The correct answer is option 'C' - 20 ATP molecules are generated from the oxidation of one molecule of glucose in the TCA (Tricarboxylic Acid) cycle. Let's break down the steps involved in the TCA cycle to understand how this occurs.

1. Step 1: Conversion of Pyruvate to Acetyl-CoA
- In the presence of oxygen, pyruvate, which is the end product of glycolysis, enters the mitochondria.
- Each pyruvate molecule is converted to acetyl-CoA through decarboxylation, releasing one molecule of CO2.
- This step yields one molecule of NADH (Nicotinamide Adenine Dinucleotide) and one molecule of acetyl-CoA.

2. Step 2: Acetyl-CoA Enters the TCA Cycle
- Acetyl-CoA enters the TCA cycle by combining with oxaloacetate to form citrate, a six-carbon compound.
- The conversion of acetyl-CoA to citrate is catalyzed by the enzyme citrate synthase.

3. Step 3: Series of Reactions in the TCA Cycle
- Through a series of reactions, citrate is converted into isocitrate, α-ketoglutarate, succinyl-CoA, succinate, fumarate, and finally malate.
- Each of these reactions involves the release of CO2 and the generation of NADH or FADH2 (Flavin Adenine Dinucleotide).

4. Step 4: Energy Production
- The NADH and FADH2 molecules produced in the TCA cycle are utilized in the electron transport chain, which is located in the inner mitochondrial membrane.
- As the electrons pass through the electron transport chain, ATP is generated through oxidative phosphorylation.
- Each NADH molecule generates approximately 2.5 ATP molecules, while each FADH2 molecule generates approximately 1.5 ATP molecules.

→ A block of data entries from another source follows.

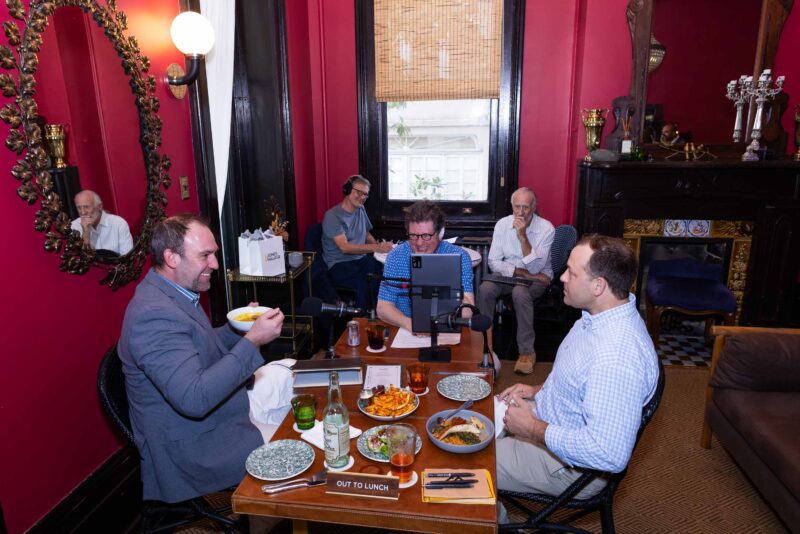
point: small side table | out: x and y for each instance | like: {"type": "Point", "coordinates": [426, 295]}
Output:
{"type": "Point", "coordinates": [301, 327]}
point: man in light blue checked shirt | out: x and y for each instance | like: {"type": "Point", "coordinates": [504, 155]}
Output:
{"type": "Point", "coordinates": [588, 411]}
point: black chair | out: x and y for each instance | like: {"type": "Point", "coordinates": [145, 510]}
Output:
{"type": "Point", "coordinates": [156, 516]}
{"type": "Point", "coordinates": [603, 501]}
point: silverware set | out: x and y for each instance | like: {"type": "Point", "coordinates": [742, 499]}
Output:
{"type": "Point", "coordinates": [316, 480]}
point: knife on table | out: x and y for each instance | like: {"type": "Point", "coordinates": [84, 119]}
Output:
{"type": "Point", "coordinates": [449, 475]}
{"type": "Point", "coordinates": [450, 484]}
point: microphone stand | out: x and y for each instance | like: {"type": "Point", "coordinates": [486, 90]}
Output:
{"type": "Point", "coordinates": [435, 353]}
{"type": "Point", "coordinates": [488, 361]}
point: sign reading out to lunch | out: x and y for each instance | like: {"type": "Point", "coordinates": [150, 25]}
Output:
{"type": "Point", "coordinates": [363, 485]}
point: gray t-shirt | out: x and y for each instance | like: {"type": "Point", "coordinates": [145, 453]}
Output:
{"type": "Point", "coordinates": [354, 226]}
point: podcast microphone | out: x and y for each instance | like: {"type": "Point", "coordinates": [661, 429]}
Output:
{"type": "Point", "coordinates": [479, 323]}
{"type": "Point", "coordinates": [313, 306]}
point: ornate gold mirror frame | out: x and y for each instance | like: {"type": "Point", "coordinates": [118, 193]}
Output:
{"type": "Point", "coordinates": [19, 57]}
{"type": "Point", "coordinates": [640, 13]}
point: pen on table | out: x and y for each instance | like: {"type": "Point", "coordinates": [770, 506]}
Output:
{"type": "Point", "coordinates": [451, 484]}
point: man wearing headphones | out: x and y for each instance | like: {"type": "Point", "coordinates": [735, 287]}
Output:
{"type": "Point", "coordinates": [425, 226]}
{"type": "Point", "coordinates": [347, 243]}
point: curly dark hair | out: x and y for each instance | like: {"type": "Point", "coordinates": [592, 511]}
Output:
{"type": "Point", "coordinates": [169, 234]}
{"type": "Point", "coordinates": [425, 210]}
{"type": "Point", "coordinates": [613, 260]}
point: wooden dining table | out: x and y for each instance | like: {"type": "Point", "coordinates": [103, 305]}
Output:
{"type": "Point", "coordinates": [409, 513]}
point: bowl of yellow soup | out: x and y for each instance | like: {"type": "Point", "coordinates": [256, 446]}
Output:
{"type": "Point", "coordinates": [243, 318]}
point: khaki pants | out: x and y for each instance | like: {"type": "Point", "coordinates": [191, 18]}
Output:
{"type": "Point", "coordinates": [525, 467]}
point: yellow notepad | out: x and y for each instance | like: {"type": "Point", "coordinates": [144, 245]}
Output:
{"type": "Point", "coordinates": [481, 493]}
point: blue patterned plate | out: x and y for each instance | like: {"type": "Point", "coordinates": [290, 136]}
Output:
{"type": "Point", "coordinates": [361, 444]}
{"type": "Point", "coordinates": [279, 460]}
{"type": "Point", "coordinates": [464, 387]}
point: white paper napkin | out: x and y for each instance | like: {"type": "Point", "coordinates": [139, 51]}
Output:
{"type": "Point", "coordinates": [315, 435]}
{"type": "Point", "coordinates": [271, 396]}
{"type": "Point", "coordinates": [500, 408]}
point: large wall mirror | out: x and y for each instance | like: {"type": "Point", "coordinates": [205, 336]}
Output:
{"type": "Point", "coordinates": [70, 62]}
{"type": "Point", "coordinates": [705, 45]}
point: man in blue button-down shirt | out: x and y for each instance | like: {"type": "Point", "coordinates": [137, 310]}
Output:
{"type": "Point", "coordinates": [588, 411]}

5. Step 5: Total ATP Production
- From one molecule of glucose, two molecules of pyruvate are produced.
- Each pyruvate enters the TCA cycle and generates three molecules of NADH and one molecule of FADH2.
- Therefore, the total ATP production from the oxidation of one molecule of glucose in the TCA cycle is:
- NADH: 3 × 2.5 = 7.5 ATP
- FADH2: 1 × 1.5 = 1.5 ATP
- In addition, two molecules of ATP are generated directly during glycolysis.
- Adding up the ATP from NADH, FADH2, and glycolysis, we get a total of 7.5 + 1.5 + 2 = 11 ATP.
- However, for each NADH molecule generated in the cytoplasm during glycolysis, it is transported into the mitochondria, resulting in the loss of one ATP in the process.
- Therefore, the net ATP production from the oxidation of one molecule of glucose in the TCA cycle is 11 - 1 = 10 ATP.

Hence, the correct answer is option 'C' - 20 ATP.